Charles Eisenstein’s book “Sacred Economics: Money, Gift and Society in the Age of Transition” is a book anyone interested in a world with an economic system no longer geared toward growth, but one where people are freed up to do the work they love and looking after the environment is rewarded as a matter of course.

This book both charts and describes emerging trends in work and develop’s a practical theory of a new economics based on money which is no longer lent at profit. Or even and eventually a system whereby money naturally loses value (negative interest) via a method called demurrage.

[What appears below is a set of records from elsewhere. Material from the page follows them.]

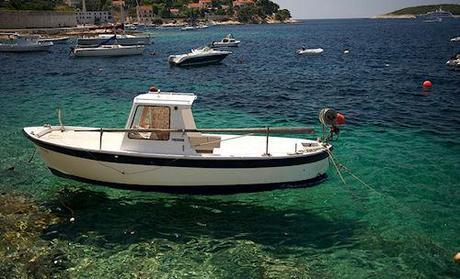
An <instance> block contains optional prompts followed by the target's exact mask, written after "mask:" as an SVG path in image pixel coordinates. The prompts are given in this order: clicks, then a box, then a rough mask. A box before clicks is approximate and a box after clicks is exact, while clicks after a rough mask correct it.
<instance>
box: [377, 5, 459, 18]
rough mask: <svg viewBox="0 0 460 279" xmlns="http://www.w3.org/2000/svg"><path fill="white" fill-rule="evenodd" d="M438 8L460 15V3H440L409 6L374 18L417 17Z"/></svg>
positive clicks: (452, 13)
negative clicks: (443, 3) (411, 6)
mask: <svg viewBox="0 0 460 279" xmlns="http://www.w3.org/2000/svg"><path fill="white" fill-rule="evenodd" d="M436 10H441V11H445V12H450V13H451V14H452V15H453V16H456V17H458V16H460V5H457V4H440V5H423V6H415V7H408V8H404V9H401V10H397V11H394V12H391V13H387V14H383V15H379V16H375V17H374V18H383V19H385V18H416V17H417V16H419V15H424V14H427V13H430V12H433V11H436Z"/></svg>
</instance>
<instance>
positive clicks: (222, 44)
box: [211, 34, 240, 47]
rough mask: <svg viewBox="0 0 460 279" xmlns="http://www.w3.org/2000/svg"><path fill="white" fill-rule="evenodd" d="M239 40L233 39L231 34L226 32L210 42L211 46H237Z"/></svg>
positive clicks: (232, 35)
mask: <svg viewBox="0 0 460 279" xmlns="http://www.w3.org/2000/svg"><path fill="white" fill-rule="evenodd" d="M239 44H240V41H237V40H235V38H234V37H233V35H232V34H228V35H227V36H225V38H223V39H222V40H220V41H214V42H212V43H211V47H238V45H239Z"/></svg>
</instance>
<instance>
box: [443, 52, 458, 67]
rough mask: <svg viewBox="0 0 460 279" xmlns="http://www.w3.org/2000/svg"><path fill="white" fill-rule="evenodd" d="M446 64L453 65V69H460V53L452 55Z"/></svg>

The point being that the economy as it is currently structured has to keep growing (and thus absorbing/using/consuming/destroying natural resources) to pay back the interest on money – as money (at interest) always requires more money to exist in the future to repay it. So to stop a system that inevitably has to grow and has to bring ever more of nature (the commons) into the sphere of money and consumption and bring in something different, something more benign, more natural, more human – change money. This book shows how it might be done – with supporting quotes from such figures as Keynes himself and senior US Fed Bank executives (and others).

Not a light read for sure, but very well written and extensively researched. The sort of book that helps you look at the world, the future and even your own way of life in new and positive ways – in a word inspiring.